Il a ajouté que le deuxième exemplaire du porte-hélicoptères commandé par son pays serait mis à l'eau le même jour. Et a publié sur Twitter, une lettre d’invitation à la cérémonie du mois de novembre.

Cette date "n’existe pas" selon la France

Cependant, la France dément. La lettre que le vice-premier ministre russe publie sur les réseaux sociaux est datée du 8 octobre et porte le logo de la DCNS, le groupe français de construction navale. Elle est rédigée en anglais et elle confirme l'invitation au port de Saint-Nazaire lundi 14 novembre pour la livraison du Vladivostock, avec discours d'officiels, cérémonie militaire et déjeuner à bord.

"Suite aux récentes informations publiées concernant la livraison éventuelle du premier BPC à la Fédération de Russie, DCNS précise qu'il est en attente des autorisations gouvernementales d'exportation nécessaires pour la réalisation d'un transfert ", a déclaré le porte-parole du DCNS. "Aucune date de livraison ne peut donc être confirmée à ce stade ". Même réponse au ministère de la Défense : le gouvernement n'a pas encore pris de décision sur la livraison du navire de guerre à la Russie, "cette date n'existe pas ", l'industriel a pris seul la liberté de cette invitation.

  "Les conditions ne sont pas réunies" a réaffirmé ce jeudi matin Michel Sapin, le ministre des Finances :

"Les conditions, c'est quoi?
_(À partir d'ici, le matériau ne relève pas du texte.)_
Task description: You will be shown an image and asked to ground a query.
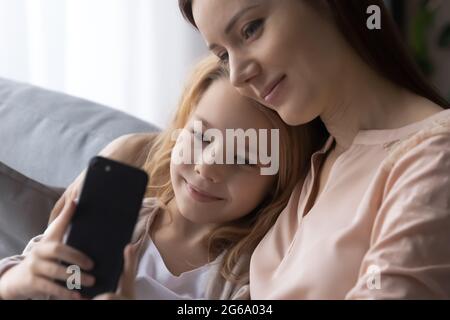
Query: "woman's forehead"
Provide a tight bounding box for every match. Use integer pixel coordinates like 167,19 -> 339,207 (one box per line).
192,0 -> 264,34
195,79 -> 272,129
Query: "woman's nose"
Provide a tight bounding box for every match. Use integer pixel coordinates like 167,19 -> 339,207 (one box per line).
229,57 -> 259,88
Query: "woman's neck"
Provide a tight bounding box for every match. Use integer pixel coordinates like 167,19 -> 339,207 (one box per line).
320,52 -> 442,153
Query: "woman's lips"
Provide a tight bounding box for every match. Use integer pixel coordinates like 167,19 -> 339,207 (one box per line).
185,181 -> 223,202
263,75 -> 286,105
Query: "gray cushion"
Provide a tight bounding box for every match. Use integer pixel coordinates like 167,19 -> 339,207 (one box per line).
0,78 -> 157,187
0,162 -> 62,259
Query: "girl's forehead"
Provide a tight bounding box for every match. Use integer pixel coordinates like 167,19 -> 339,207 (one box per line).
192,79 -> 273,130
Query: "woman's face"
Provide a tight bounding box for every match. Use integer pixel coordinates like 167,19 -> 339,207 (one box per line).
193,0 -> 343,125
170,79 -> 276,224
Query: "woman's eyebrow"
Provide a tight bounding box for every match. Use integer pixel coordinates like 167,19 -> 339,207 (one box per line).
208,4 -> 260,51
225,4 -> 260,34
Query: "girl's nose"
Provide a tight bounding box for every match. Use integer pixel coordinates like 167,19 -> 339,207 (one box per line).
194,163 -> 221,183
230,56 -> 259,88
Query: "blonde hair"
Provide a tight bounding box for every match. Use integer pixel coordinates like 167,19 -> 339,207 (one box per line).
143,55 -> 314,280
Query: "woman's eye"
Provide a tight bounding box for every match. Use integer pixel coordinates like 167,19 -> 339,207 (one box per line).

C'est qu'en Ukraine, nous soyons dans un dispositif qui va vers la normale, qui permette de détendre les choses, qui fasse que la Russie joue un rôle positif. D'un certain niveau ça va mieux, d'autres points de vue il y a encore des  inquiétudes, donc aujourd'hui les conditions ne sont pas réunies."

 

Jean-Yves Le Drian le précisait déjà mardi, rien n'a changé : François Hollande dira "courant novembre" si la France honore son contrat. L'aubaine de plus d'un milliard d'euros signée en 2011 est devenue, à la lumière de la guerre en Ukraine, un véritable cadeau empoisonné. Vladimir Poutine a d'ailleurs menacé de demander des dommages et intérêts en cas de non-livraison. Environ 800 millions et 1 milliard d'euros payables par l'Etat français. François Hollande qui tient à honorer le contrat, ne cesse de vouloir gagner du temps, pariant sur l'apaisement de la situation et un vrai respect du cessez-le feu. Ce nouvel épisode illustre la valse-hésitation de la France qui cherche à gagnant du temps.